Mac OS X: -overwrite_original_in_place -preserve fail to reliably preserve dates

Started by houdah, March 13, 2014, 07:08:16 AM

Previous topic - Next topic

houdah

Hi Phil,

Combining -overwrite_original_in_place -preserve should preserve modification dates. On Mac OS X this sometimes works and sometimes doesn't. I can see no pattern. The same file, the same call to exiftool can work as expected once and fail the next time.

I have done a lot of testing on this. exiftool seems to work exactly like it should. setFileTime is called with the correct values each time. It manages to set the times. When exiftool exists all looks good when checked with Finder or ls -l.

However 10 to 20 seconds later some files see their modification date updated to the current time.

Using -overwrite_original_in -preserve does preserve dates, but loses other metadata like the Mavericks Finder tags.

I am calling exiftool from my application (HoudahGeo). I tried restoring the dates there after the call to exiftool. Made no difference. Some 10 seconds later the dates might get updated. If I remove the call to exiftool, the files remain unchanged and dates don't get updated.

I figure exiftool is somehow triggering an OS bug or odd behavior.
I wonder if there could be a delay in the file being closed after exiftool finished writing. exiftool does call close(ORIG_FILE).
Or maybe the OS is updating the file in an attempt to restore metadata like Mavericks Finder tags.
I have disabled Spotlight and Time Machine on the directory. Made no difference.

Do you have any idea what could be the problem or where else to look?
I noticed the workaround for a Mac OS X 10.6 bug.

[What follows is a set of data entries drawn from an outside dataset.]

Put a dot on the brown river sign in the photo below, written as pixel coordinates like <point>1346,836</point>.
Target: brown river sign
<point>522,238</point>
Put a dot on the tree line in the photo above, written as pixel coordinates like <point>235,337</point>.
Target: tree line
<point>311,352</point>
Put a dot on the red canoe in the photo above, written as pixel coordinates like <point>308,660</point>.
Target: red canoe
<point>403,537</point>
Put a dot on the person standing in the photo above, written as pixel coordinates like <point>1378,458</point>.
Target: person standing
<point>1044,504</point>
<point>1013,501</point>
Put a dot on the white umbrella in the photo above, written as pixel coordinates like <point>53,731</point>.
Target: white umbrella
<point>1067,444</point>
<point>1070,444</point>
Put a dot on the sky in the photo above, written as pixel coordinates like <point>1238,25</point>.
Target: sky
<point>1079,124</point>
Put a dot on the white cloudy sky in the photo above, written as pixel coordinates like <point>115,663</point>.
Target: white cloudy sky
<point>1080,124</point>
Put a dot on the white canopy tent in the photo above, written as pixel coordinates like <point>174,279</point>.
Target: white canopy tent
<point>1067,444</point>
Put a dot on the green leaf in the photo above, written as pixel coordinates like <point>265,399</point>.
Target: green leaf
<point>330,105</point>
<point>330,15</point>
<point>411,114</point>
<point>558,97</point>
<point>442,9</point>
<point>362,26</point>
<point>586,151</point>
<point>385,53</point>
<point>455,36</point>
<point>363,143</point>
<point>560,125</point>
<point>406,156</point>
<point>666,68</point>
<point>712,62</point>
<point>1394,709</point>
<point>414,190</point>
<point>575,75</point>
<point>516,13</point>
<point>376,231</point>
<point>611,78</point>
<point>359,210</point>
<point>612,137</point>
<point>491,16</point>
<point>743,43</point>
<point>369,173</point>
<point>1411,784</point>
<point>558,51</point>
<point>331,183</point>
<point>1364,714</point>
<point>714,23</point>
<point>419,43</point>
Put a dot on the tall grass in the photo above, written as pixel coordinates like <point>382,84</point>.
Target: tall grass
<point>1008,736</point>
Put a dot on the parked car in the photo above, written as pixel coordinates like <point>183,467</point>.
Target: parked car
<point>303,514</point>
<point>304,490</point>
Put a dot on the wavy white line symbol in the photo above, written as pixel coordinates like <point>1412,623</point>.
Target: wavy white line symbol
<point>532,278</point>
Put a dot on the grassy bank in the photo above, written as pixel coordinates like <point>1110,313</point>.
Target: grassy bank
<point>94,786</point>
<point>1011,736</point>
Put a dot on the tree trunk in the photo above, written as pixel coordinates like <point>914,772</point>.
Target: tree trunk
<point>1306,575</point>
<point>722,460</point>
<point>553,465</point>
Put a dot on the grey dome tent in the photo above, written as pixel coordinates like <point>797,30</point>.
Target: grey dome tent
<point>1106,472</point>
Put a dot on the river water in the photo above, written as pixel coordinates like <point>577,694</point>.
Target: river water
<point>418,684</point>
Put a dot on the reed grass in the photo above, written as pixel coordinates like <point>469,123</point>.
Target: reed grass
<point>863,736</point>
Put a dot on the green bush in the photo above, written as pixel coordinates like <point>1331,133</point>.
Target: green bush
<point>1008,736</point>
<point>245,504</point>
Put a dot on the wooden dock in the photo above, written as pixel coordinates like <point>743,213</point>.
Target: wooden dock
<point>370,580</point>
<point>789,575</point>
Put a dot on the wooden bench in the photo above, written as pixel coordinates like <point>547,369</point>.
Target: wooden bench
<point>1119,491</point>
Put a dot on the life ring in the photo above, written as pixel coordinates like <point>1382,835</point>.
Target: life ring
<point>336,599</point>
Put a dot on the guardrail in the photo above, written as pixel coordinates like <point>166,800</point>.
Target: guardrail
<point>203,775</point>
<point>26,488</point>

Is this the same problem?

I have been testing with exiftool 9.53 on Mac OS X 10.9.2.
The command line call is of this form:

exiftool -m -a -f -overwrite_original_in_place -P -j=IMG_1399.json IMG_1399.CR2

Best,
Pierre Bernard
Houdah Software s.à r.l.

Phil Harvey

Hi Pierre,

I think this is the same problem notice in 10.6 that I tried to patch by writing the date/time twice.  It seems that if I close the file then set the file modify date immediately afterwards, the new time occasionally won't take.  It must be some sort of race condition in the way the O/S closes a file, but don't have any more ideas about how it could be fixed.  If it was reproducible then I could submit a bug report to Apple.

- Phil
...where DIR is the name of a directory/folder containing the images.  On Mac/Linux/PowerShell, use single quotes (') instead of double quotes (") around arguments containing a dollar sign ($).

houdah

Hi Phil,

I wonder of Mac OS X somehow delays the closing of the file. Dates are correct after exiftool exists. Having exited, exiftool should not have any open files anymore. Yet some 10-20 seconds later some files see their dates change.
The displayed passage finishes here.